Catalytic Transformation of Tall Oil into Biocomponent of Diesel Fuel
Author(s) -
Jozef Mikulec,
Andrea Kleinová,
Ján Cvengroš,
Ľudmila Joríková,
Marek Banič
Publication year - 2012
Publication title -
international journal of chemical engineering
Language(s) - English
Resource type - Journals
SCImago Journal Rank - 0.309
H-Index - 25
eISSN - 1687-8078
pISSN - 1687-806X
DOI - 10.1155/2012/215258
Subject(s) - diesel fuel , hydrodesulfurization , hydrodenitrogenation , catalysis , fuel oil , raw material , vegetable oil refining , chemistry , tall oil , pulp and paper industry , refining (metallurgy) , waste management , atmospheric pressure , organic chemistry , materials science , biodiesel , metallurgy , engineering , oceanography , geology
One of the conventional kraft pulp mills produce crude tall oil which is a mixture of free fatty acids, resin acids, sterols, terpenoid compounds, and many others.
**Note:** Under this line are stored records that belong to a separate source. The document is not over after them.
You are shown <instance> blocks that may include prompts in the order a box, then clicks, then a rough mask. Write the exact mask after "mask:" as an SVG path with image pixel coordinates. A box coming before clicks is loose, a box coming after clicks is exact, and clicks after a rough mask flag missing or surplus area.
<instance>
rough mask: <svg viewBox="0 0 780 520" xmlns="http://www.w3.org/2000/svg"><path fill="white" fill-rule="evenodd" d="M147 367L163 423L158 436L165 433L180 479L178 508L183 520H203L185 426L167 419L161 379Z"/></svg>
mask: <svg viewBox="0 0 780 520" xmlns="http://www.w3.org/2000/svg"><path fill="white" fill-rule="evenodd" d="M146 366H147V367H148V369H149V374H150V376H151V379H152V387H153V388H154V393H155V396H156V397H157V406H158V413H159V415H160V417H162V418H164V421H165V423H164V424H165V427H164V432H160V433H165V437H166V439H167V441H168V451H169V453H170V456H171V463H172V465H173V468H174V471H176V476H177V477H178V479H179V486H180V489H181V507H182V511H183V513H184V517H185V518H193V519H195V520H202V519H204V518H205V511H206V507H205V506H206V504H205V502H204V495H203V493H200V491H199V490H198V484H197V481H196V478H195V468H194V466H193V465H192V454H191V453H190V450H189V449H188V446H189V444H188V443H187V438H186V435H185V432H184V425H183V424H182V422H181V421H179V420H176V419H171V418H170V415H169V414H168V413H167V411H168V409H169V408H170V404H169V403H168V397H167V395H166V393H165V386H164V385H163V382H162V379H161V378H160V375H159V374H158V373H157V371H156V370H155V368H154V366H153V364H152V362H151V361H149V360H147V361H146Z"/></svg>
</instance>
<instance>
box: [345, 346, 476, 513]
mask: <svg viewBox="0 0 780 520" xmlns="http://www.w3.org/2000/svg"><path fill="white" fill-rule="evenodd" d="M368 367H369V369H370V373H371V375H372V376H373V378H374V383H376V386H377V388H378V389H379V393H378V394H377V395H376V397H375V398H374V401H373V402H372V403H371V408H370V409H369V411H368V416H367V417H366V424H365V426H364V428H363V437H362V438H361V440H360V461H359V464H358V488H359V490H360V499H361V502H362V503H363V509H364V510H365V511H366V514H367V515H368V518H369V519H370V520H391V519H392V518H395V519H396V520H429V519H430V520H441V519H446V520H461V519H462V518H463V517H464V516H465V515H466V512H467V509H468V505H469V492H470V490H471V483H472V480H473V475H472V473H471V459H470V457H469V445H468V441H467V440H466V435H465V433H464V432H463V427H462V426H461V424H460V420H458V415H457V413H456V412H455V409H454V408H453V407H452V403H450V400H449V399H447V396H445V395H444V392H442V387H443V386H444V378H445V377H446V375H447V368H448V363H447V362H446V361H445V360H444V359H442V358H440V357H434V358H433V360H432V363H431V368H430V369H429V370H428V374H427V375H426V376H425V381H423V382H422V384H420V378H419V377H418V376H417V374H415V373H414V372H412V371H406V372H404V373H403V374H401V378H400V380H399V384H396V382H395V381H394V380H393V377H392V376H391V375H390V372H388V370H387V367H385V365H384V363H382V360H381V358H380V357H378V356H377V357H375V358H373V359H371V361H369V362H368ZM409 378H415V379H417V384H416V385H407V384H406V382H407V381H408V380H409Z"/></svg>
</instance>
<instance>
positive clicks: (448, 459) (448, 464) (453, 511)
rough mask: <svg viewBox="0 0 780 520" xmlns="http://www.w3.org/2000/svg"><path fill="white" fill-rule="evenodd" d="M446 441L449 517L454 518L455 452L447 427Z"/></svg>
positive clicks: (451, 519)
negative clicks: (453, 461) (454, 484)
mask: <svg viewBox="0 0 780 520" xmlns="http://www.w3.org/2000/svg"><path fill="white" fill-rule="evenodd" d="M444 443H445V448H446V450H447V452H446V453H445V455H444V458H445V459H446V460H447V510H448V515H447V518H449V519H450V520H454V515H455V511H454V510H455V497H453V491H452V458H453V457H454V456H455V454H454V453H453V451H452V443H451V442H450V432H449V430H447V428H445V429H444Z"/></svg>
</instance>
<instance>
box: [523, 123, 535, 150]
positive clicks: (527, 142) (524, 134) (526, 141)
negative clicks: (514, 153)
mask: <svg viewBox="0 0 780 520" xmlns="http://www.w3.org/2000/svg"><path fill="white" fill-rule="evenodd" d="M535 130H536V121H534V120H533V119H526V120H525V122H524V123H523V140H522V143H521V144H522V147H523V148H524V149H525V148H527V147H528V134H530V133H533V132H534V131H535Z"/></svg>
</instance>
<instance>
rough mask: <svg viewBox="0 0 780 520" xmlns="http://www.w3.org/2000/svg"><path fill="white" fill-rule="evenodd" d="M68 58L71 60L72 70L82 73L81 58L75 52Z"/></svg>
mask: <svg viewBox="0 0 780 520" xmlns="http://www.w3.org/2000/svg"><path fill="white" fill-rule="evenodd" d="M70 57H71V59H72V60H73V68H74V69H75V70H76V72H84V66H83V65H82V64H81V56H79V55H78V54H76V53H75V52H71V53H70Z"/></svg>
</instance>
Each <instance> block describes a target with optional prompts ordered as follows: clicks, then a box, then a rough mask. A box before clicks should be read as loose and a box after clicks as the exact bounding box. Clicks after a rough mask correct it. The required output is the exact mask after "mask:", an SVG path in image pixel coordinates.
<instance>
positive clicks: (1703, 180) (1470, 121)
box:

This study is devoted to the issue of direct transformation of crude tall oil in a mixture with straight-run atmospheric gas oil to liquid fuels using three different commercial hydrotreating catalysts. Diesel fuel production is an alternative to incineration of these materials. High catalytic activity was achieved for all tested catalysts in temperature range 360–380°C, under 5.5 MPa hydrogen pressure and ratio H2/feedstock 500–1000 l/l. Crude tall oil can be converted to diesel oil component via simultaneous refining with straight-run atmospheric gas oil on NiMo/Al2O3 and NiW/Al2O3-zeolite catalysts. All tested catalysts had very good hydrodenitrogenation activity and high liquid yield were at tested conditions.